Ane é uma pequena criança que fica em atendimento até a idade de 4 anos, período em que vai passando por processos de aquisições muito significativos. Sua linguagem sempre à frente das aquisições psicomotoras é expressiva e de fácil compreensão. Quando encerra o seu atendimento em Estimulação Precoce, forma frases e expressa muito bem o que quer e como quer. Quanto ao aspecto motor, se possibilitou uma ressignificação, pois o medo de se “mexer” e ser “mexida” sempre foi uma questão que lhe causou muito sofrimento psíquico.

A mãe se mantém na cena de atendimento até o momento em que Ane começa a lhe dar tchau! Cena essa que foi muito relevante, pois a pequena criança estava exigindo da mãe a separação dela com o corpo da mãe. Nesse momento a mãe foi chamada e expusemos a ela sobre esse desejo de Ane. No início foi muito difícil para a mãe não poder estar “olhando tudo o que sua filha estava fazendo”. Conversando muito com a terapeuta, porém, a mãe pode ir significando esse momento de separação.
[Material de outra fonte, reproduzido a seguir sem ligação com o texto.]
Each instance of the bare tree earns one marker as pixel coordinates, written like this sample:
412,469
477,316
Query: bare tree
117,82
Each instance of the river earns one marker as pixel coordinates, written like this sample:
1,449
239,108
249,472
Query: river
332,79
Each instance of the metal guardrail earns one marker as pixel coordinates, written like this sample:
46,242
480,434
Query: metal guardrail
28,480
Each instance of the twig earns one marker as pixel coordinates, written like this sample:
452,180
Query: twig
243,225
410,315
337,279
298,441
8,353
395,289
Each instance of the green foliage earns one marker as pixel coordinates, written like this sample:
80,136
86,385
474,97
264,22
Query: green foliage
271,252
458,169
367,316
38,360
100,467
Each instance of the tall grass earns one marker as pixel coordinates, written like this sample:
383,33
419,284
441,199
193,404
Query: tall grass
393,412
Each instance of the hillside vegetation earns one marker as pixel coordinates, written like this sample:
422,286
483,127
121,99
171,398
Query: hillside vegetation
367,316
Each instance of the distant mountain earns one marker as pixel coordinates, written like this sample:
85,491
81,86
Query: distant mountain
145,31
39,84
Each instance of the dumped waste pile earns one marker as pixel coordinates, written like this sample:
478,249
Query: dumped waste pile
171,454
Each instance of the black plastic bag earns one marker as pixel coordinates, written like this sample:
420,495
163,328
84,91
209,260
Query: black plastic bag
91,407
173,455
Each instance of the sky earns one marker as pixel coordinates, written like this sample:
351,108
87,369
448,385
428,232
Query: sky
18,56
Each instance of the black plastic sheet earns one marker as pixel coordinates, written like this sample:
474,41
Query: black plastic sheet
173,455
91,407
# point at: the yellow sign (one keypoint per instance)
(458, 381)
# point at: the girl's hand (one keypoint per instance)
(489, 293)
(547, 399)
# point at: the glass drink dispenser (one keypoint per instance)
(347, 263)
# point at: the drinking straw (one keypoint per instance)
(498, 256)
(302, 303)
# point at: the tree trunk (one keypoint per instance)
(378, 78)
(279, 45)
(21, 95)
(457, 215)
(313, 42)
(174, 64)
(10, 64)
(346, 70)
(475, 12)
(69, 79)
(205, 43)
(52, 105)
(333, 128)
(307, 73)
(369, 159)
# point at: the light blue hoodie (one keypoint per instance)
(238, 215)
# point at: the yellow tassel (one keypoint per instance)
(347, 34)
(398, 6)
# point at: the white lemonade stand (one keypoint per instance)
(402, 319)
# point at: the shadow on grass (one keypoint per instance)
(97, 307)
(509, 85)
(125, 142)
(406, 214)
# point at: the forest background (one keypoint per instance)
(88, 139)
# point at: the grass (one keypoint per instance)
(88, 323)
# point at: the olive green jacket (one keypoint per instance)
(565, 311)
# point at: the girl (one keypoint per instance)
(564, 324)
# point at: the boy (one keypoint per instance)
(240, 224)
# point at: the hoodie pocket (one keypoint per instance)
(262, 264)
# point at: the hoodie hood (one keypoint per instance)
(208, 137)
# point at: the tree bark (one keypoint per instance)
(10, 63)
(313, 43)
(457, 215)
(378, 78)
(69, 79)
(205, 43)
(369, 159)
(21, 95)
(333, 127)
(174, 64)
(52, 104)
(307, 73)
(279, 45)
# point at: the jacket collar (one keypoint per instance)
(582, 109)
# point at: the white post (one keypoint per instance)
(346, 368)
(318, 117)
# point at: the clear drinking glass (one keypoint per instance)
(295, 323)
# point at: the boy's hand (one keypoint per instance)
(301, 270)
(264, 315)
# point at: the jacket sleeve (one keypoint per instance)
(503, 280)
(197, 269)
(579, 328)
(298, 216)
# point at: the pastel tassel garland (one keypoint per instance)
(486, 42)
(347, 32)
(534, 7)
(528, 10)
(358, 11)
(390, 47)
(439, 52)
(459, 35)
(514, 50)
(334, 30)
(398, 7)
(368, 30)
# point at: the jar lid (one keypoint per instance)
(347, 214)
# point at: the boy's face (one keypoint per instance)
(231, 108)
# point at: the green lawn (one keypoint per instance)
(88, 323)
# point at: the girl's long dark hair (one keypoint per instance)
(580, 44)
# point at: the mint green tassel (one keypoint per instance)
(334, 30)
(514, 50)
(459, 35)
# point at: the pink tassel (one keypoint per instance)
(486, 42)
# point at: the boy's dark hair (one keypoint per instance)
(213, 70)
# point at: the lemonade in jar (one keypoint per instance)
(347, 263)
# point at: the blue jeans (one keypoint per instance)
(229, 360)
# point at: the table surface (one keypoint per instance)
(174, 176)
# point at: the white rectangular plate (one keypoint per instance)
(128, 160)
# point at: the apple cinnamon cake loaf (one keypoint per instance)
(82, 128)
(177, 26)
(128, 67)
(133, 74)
Foi necessário em atendimento mostrar para a mãe que Ane tinha aquisições significativas e que poderia agora estar só.

Hoje Ane está com 7 anos e as notícias que chegam é de uma criança que está em processo de alfabetização, inclusa em uma escola regular e em atendimento especializado em turno inverso em uma escola especial. Seu caminhar é mais lento, mas o seu desenvolvimento cognitivo encontra-se respondendo a toda a demanda que uma escola regular lhe exige. Possui amiguinhos e brinca muito. Sua mãe mantém-se atenta às questões da filha, mas, pelos relatos, de uma forma mais tranquila, sem os “medos” que eram tão intensos e presentes.